C’est un va et vient au compte goutte mais régulier à l’école de Koropa 1, sur les hauteurs de Majicavo Dubaï (Koungou), ce mercredi matin. Chacun à leur tour, les parents ou frères et sœurs des élèves scolarisés dans l’établissement, franchissent le portail avec à la main, le livret des exercices faits à la maison, et en repartent avec un autre, qui va leur permettre de poursuivre le programme. Les enseignants sont présents, chacun dans une classe, pour les recevoir un à un et donner les explications nécessaires.
Un des papa attend son tour dans un cercle de distanciation, « c’est moi qui aide mon fils à faire ses devoirs, et ça marche, il travaille, même si c’est pas tous les jours », témoigne Moustadrane. Devant lui, une maman qui maitrise peu le français, « c’est le grand frère qui fait travailler mon fils », nous fait-elle traduire. Deux jeunes filles sont venues pour leur petit frère, quant à Jileis, jeune adulte, il est venu récupérer le livret pour sa voisine.

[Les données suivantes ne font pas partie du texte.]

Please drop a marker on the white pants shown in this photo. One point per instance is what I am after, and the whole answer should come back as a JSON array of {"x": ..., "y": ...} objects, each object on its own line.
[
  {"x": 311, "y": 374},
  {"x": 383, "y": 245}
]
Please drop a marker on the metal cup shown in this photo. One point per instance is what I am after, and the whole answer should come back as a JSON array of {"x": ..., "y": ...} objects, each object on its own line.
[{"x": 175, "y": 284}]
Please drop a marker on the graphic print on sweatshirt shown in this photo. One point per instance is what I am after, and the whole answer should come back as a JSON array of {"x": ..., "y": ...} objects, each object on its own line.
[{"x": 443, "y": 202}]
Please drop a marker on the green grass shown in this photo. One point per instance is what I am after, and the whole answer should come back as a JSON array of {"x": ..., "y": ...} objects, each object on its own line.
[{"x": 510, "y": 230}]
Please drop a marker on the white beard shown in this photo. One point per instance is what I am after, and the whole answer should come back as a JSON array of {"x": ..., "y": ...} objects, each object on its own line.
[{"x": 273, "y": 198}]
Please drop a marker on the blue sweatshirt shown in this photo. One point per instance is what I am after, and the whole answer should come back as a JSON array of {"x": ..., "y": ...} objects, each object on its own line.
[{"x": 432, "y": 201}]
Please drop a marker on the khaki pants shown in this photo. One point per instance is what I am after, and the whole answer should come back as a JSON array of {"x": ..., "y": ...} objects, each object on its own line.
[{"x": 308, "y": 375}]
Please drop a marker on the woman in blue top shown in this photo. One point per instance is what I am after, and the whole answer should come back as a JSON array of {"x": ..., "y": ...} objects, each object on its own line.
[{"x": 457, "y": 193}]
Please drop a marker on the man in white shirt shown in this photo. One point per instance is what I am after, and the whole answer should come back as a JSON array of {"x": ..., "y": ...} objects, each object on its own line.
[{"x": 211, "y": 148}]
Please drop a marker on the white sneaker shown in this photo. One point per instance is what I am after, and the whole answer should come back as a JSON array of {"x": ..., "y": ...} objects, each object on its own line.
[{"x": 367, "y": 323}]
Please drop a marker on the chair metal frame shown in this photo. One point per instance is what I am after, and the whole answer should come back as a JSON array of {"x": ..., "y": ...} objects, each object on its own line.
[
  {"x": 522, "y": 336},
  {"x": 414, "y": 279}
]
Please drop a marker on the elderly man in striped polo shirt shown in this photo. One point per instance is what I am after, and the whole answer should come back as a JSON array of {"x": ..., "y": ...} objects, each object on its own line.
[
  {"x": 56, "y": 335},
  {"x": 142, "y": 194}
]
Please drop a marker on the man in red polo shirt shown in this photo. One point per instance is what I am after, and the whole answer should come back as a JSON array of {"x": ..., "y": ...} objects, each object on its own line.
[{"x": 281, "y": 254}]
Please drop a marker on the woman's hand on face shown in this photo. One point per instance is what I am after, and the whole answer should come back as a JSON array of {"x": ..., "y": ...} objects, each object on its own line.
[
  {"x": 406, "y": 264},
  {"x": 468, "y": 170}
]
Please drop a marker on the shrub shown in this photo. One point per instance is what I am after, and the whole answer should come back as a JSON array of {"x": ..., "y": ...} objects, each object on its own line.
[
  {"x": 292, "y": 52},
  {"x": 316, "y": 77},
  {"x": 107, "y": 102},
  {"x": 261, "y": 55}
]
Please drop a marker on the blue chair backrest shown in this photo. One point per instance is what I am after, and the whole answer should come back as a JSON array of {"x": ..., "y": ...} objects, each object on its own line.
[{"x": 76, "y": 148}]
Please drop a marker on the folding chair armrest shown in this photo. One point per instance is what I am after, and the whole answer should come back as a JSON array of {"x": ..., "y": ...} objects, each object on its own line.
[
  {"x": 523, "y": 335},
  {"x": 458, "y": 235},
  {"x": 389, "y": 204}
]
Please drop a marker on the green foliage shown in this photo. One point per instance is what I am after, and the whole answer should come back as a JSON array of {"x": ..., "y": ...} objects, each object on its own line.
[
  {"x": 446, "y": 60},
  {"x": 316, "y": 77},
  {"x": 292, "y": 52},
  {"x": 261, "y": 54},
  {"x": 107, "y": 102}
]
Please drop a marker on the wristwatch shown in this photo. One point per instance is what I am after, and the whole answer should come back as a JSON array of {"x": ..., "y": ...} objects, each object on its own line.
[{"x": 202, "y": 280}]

Le flou artistique des élèves oubliés sur le chemin du confinement semble évaporé tant l’implication semble régner. « A chaque distribution, ile ne nous reste quasiment plus de dossiers, les parents sont appelés la veille, selon un programme bien établi. Une journée pour les CP-CE1, une autre pour les CE2-CM1, et une pour les CM2 », nous explique Zaharia Ismaïla Boina, la directrice, la seule femme à la tête d’un établissement scolaire dans cette circonscription. Ils sont 90 à 95% en moyenne à ne pas avoir perdu le contact avec l’école, « c’est une amélioration considérable par rapport au premier confinement, parce que pendant l’année scolaire, nous multiplions les contacts avec eux. Ils reste un petit nombre pour lequel même avec plusieurs numéros, ils sont injoignables », nous rapporte le conseiller pédagogique.
« Je me ruine pour mes élèves ! »
Mais pour en arriver à cette organisation, la directrice a dû batailler, et le recteur Gilles Halbout est pris à témoin : « Nous n’avons pas reçu de gel hydroalcoolique de la mairie, et nous n’avons plus de toner dans les imprimantes. Les livrets pour les élèves, nous avons dû les imprimer au collège ! », explique l’équipe pédagogique.

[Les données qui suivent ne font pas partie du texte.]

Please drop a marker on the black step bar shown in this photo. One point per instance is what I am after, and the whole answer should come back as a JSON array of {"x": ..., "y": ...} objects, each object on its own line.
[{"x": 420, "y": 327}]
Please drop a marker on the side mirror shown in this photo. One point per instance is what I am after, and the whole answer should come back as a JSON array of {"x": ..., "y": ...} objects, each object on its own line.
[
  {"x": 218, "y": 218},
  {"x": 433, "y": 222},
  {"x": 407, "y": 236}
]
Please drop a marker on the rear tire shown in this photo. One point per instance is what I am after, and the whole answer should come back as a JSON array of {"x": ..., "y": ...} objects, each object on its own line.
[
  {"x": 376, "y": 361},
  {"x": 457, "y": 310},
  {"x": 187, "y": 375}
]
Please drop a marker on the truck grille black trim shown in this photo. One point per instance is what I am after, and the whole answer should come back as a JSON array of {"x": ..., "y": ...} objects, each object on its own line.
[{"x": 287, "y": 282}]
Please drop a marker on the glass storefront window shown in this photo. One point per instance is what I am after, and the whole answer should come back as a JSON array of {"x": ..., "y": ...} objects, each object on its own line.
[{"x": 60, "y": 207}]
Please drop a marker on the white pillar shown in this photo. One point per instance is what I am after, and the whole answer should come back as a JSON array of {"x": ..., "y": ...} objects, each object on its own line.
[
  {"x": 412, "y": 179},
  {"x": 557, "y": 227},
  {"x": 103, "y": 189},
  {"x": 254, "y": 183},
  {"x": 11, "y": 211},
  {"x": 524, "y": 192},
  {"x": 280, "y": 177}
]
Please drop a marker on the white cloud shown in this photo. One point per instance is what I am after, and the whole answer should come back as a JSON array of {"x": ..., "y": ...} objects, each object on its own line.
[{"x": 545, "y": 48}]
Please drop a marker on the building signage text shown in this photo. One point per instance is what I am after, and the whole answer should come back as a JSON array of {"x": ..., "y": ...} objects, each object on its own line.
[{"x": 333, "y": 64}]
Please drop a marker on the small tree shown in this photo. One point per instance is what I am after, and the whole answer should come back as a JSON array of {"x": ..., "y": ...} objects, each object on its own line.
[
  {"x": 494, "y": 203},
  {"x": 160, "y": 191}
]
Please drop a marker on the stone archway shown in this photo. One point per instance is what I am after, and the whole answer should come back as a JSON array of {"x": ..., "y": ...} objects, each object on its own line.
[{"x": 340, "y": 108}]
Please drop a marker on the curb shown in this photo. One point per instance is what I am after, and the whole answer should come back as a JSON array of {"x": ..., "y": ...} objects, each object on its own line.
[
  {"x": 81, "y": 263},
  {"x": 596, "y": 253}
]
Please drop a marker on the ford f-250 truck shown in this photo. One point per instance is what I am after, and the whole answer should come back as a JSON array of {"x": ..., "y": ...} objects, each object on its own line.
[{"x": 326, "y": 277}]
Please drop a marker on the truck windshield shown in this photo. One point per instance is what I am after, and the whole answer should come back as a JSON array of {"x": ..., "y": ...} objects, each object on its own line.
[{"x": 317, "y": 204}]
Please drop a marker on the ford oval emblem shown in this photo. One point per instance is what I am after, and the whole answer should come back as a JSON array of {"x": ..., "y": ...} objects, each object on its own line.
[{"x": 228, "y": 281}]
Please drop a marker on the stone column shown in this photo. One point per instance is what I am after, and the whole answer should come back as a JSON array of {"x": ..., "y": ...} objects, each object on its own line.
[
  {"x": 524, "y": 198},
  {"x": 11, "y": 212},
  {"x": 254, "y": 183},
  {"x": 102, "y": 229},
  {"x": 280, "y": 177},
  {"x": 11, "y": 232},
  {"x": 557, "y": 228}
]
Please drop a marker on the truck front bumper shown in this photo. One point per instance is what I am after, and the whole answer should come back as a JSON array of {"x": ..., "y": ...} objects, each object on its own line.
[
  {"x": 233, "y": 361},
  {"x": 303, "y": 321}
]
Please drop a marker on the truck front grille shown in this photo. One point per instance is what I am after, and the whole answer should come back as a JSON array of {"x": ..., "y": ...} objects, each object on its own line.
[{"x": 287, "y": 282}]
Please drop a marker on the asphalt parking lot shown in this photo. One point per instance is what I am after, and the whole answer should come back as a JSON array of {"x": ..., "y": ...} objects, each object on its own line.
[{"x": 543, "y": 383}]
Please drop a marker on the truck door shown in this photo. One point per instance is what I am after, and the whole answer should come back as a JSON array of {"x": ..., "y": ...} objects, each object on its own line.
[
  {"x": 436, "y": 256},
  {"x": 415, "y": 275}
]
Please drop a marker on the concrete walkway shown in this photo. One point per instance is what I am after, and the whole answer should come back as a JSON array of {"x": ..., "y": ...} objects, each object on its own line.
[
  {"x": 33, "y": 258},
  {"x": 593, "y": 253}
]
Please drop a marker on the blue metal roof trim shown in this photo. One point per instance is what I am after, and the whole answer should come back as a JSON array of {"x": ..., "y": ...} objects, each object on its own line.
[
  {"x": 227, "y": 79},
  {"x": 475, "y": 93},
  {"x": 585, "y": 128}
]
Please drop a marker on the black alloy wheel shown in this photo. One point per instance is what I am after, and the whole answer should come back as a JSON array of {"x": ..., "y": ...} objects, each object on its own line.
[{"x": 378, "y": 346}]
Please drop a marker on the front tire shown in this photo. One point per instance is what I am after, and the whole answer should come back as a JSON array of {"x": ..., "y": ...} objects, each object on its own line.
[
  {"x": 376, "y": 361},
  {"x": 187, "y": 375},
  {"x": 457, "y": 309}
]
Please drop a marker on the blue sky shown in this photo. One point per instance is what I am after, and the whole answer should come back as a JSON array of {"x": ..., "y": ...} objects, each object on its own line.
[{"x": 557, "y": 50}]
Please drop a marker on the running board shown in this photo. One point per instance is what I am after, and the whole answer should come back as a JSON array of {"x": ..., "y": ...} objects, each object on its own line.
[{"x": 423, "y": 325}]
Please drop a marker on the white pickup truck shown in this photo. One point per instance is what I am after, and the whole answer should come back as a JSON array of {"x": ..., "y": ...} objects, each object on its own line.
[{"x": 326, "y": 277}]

L’agacement va crescendo avec une enseignante qui se lâche dans une attaque qui frisait le discours politique, mais qui restait dans le concret : « Monsieur le recteur, cela fait plusieurs années que je travaille ici, et depuis 5 ans, la mairie ne donne plus rien, pas de livre, pas de crayons, c’est moi qui doit tout acheter, jusqu’au savon ! Je me ruine pour mes élèves, heureusement que j’aime mon boulot. » Elle rapporte que, en visite avec le préfet il y a un an, le maire avait annoncé 120.000 euros pour les classes, « mais nous n’avons rien eu ». En réponse, Gilles Halbout annonçait vouloir faire le point avec elle “dans un an”, « vous verrez, ça aura bougé ».
Une preuve du laisser aller, un jet d’eau s’élève derrière un des bâtiment, une fuite « depuis la veille 18h » nous informe-t-on, et la mairie appelée depuis tôt ce mercredi n’est pas intervenue.
La représentante de la mairie étant sur place, nous avons interrogé Louhenvelle Leroux, vice-présidente de la Commission scolarité. Nouvellement arrivée, elle jette un voile pudique sur les non-actions de l’équipe précédente, et s’engage : « Il est prévu que 800 euros soient alloués à chacune des 250 classes de la commune, au titre du matériel pédagogique, les livres, les stylos, les cahiers, etc. Une décision qui doit être votée en conseil municipal, mais cela doit passer. Une autre subvention doit suivre fin mars, sur le fonctionnement administratif, c’est à dire les bureaux, les chaises, etc. »
Une volonté d’avancer qui se concrétise déjà nous explique-t-elle par la pose de modulaires à l’école Koropa 3, et le projet de médiathèque à Majicavo Lamir, derrière le collège.
Une visite sous les caméras, utile, puisque pendant cet échange, un technicien de la mairie débarquait, scie en main, pour venir réparer la fuite, et que la directrice essayait de négocier la remise en peinture de l’établissement.
Et qui va dans le sens d’une reprise en main de l’hygiène par les mairies avant la réouverture des écoles.